En Occident, on a vite fait d'amalgamer Turcs, Arabes, Iraniens et tout autre peuple moyen-oriental dans un ensemble nébuleux appelé "musulman". On ne lit plus les cultures, les histoires des peuples ou leur situation actuelle que sous le prisme de la religion. Ainsi, on ne connaît rien et on mélange tout : la religion, l'histoire, les peuples, les cultures, les régions, les intérêts économiques, les guerres, les résistances, le terrorisme et on en fait une soupe. De plus, si l'on ajoute que les mouvements et partis de droite (pas besoin de parler d'extrême!) font de cette soupe un bouillon de culture pathogène pour nourrir la xénophobie fleurissante en période de crise et pour mobiliser l'opinion contre l'immigration et les immigrés en Europe, on se retrouve vite devant la plus nuisible des ignorances ! 

On nous parle toujours d'Islam, mais qu'explique-t-il au fait ? Et bien pas grand chose. N'en déplaise à Samuel Huntington inventeur de la tout aussi stupide que nuisante théorie du choc des civilisations ! Comme le dit Amin Maalouf par exemple, vous pouvez lire le Coran et tous les textes relatifs à l'Islam, vous ne comprendrez toujours pas la violence et les attentats commis en Algérie durant les années 90. Lisez 30 pages sur la décolonisation et vous y verrez déjà plus clair ! Cet exemple est tout aussi adéquat pour comprendre le Moyen-Orient d'aujourd'hui. Au Moyen-Orient comme ailleurs, c'est moins la religion qui explique les évolutions politiques et sociales, économiques et culturelles, mais bien les contraintes économiques, politiques et culturelles qui peuvent expliquer la montée en puissance de mouvements religieux conservateurs. D'ailleurs, ces mouvements religieux extrémistes n'étaient-ils pas encouragés par les Occidentaux durant la guerre froide, tandis que les Etats arabes républicains, dont l'élite se modernisait et se laïcisait, se tournaient vers l'URSS pour s'affranchir de l'Europe et des Etats-Unis ? Et aujourd'hui, n'est-ce pas les pétrodollars qui islamisent le Moyen-Orient ?

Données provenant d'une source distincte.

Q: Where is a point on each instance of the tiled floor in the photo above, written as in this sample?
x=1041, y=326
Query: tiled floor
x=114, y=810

Non, il n'y a pas de guerre des civilisations. Il y a seulement l'incrédulité d'opinions publiques  naives  et manipulées, et le pillage organisé du Moyen-Orient aux profits des seuls riches qu'ils soient Américains, Européens, Turcs, Arabes, Iraniens, chrétiens, musulmans chiites, musulmans sunnites, Arméniens catholiques, Grecs orthodoxes ou n'importe quoi d'autres. Au Moyen-Orient comme ailleurs, la prétendue guerre de civilisations ne fait de victimes que parmi les plus humbles. Les milliardaires se font rarement sauter devant les convois de forces d'occupations. 

Pour comprendre le Moyen-Orient, région d'une profondeur historique, culturelle et humaine hors du commun, ne nous contentons pas d'être historien, sociologue, économiste ou politologue, devenons géologue ! Devant tous ces peuples, ces langues, courants religieux et ces ensembles politiques qui se sont succédés durant près de 10.000 ans en opérant à chaque fois une délicate synthèse culturelle, que pouvons nous comprendre, nous européens ? La société moyenne-orientale, patiemment stratifiée, est le fruit d'une histoire trop riche dont nous ne considérons que le vernis.  Pauvres Européens, au continent trop petit, à l'histoire trop récente, et aux querelles nationalistes mesquines et contagieuses, que pouvons-nous faire pour comprendre le Moyen-Orient, sinon apprendre à sonder la géologie culturelle de cette région au développement humain exceptionnel et complexe, berceau de notre civilisation !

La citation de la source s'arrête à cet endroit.